In December, the world's attention will fall on climate-change negotiations at the 20th United Nations Framework Convention on Climate Change (UNFCCC) Conference of the Parties in Lima, Peru. The emphasis will be on reducing emissions of long-term atmospheric drivers such as carbon dioxide, the effects of which will be felt for centuries. At the same time, the mitigation of short-lived climate-forcing pollutants (SLCPs) such as methane, black carbon and ozone — which are active for days or decades — must be addressed .


Current air-quality legislation falls short. Existing measures would prevent just 2 million premature deaths by 2040. We estimate that around 40 million more such deaths would be avoided if concentrations of methane, black carbon and other air pollutants were halved worldwide by 2030 (see 'Clean air').SLCPs cause poor air quality and are responsible for respiratory and cardiovascular diseases.

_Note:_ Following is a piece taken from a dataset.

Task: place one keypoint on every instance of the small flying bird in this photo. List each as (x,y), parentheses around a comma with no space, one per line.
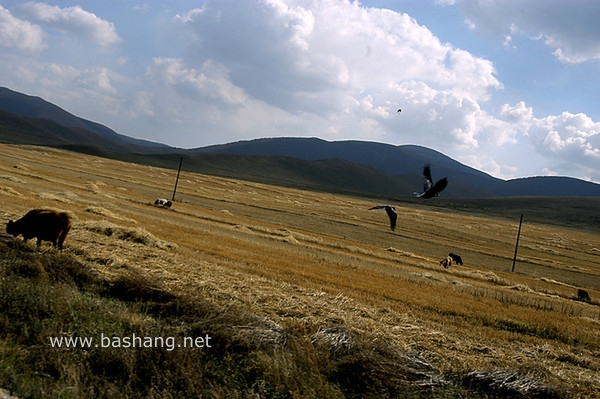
(392,214)
(431,190)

Particulate matter in the atmosphere is the leading environmental cause of ill health, and air pollution is causing about 7 million premature deaths annually1. Interactions between warming, air pollution and the urban heat-island effect (which causes cities to be markedly warmer than their surrounding rural areas) will raise health burdens for cities worldwide by mid-century2. Air pollution also damages ecosystems and agriculture.

This is not an 'either-or' decision: coordinated action on both climate change and air pollution is necessary. And it is tractable: for example, electric-car sharing or shifting from fossil fuels to renewable power generation would reduce consumption and overall emissions and lead to behavioural shifts that are beneficial in both the near and long term3.

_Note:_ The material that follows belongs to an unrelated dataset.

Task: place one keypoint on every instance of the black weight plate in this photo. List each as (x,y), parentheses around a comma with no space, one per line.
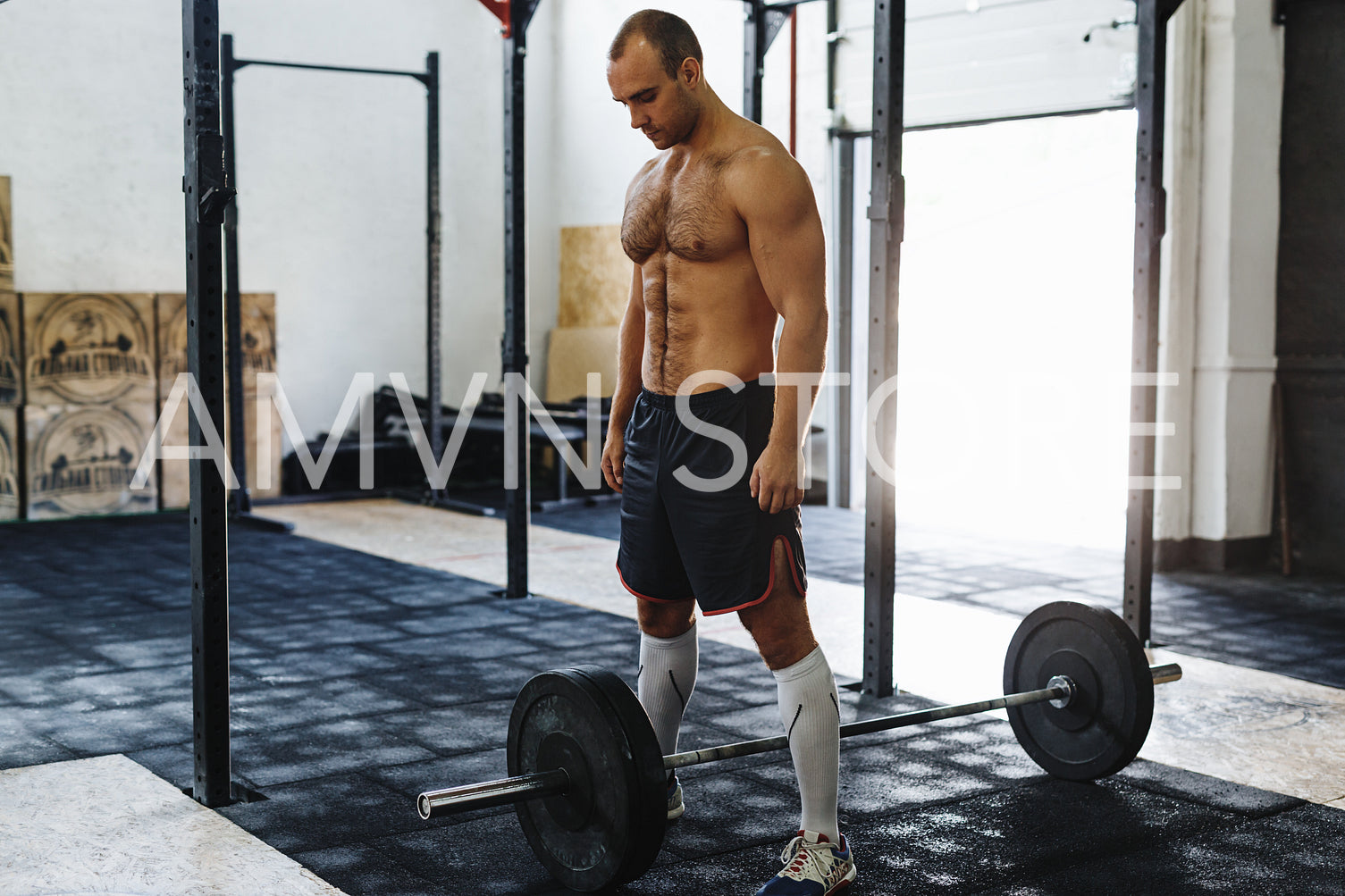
(1105,725)
(609,827)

But defining joint CO2 and SLCP reduction goals is difficult. Researchers need to spell out the benefits and trade-offs of separate and joint air-pollution and climate-change mitigation in terms of public health, ecosystem protection, climate change and costs. A suite of mitigation policies must be designed and applied on all scales — from cities to the global arena.

Double jeopardy

Studies45 estimate that rigorous reductions of global methane and black-carbon-related emissions by 2030 could prevent around 2.4 million premature deaths per year that result from air pollution, and save 50 million tonnes of crops through avoided ozone damage (methane is a precursor for ozone production). Global mean temperature rise would be slowed by about 0.5 °C by mid-century. The rate of sea-level rise would be reduced by 20% in the first half of this century by such measures alone, and by 50% in the second half if CO2 and SLCP mitigation are combined6.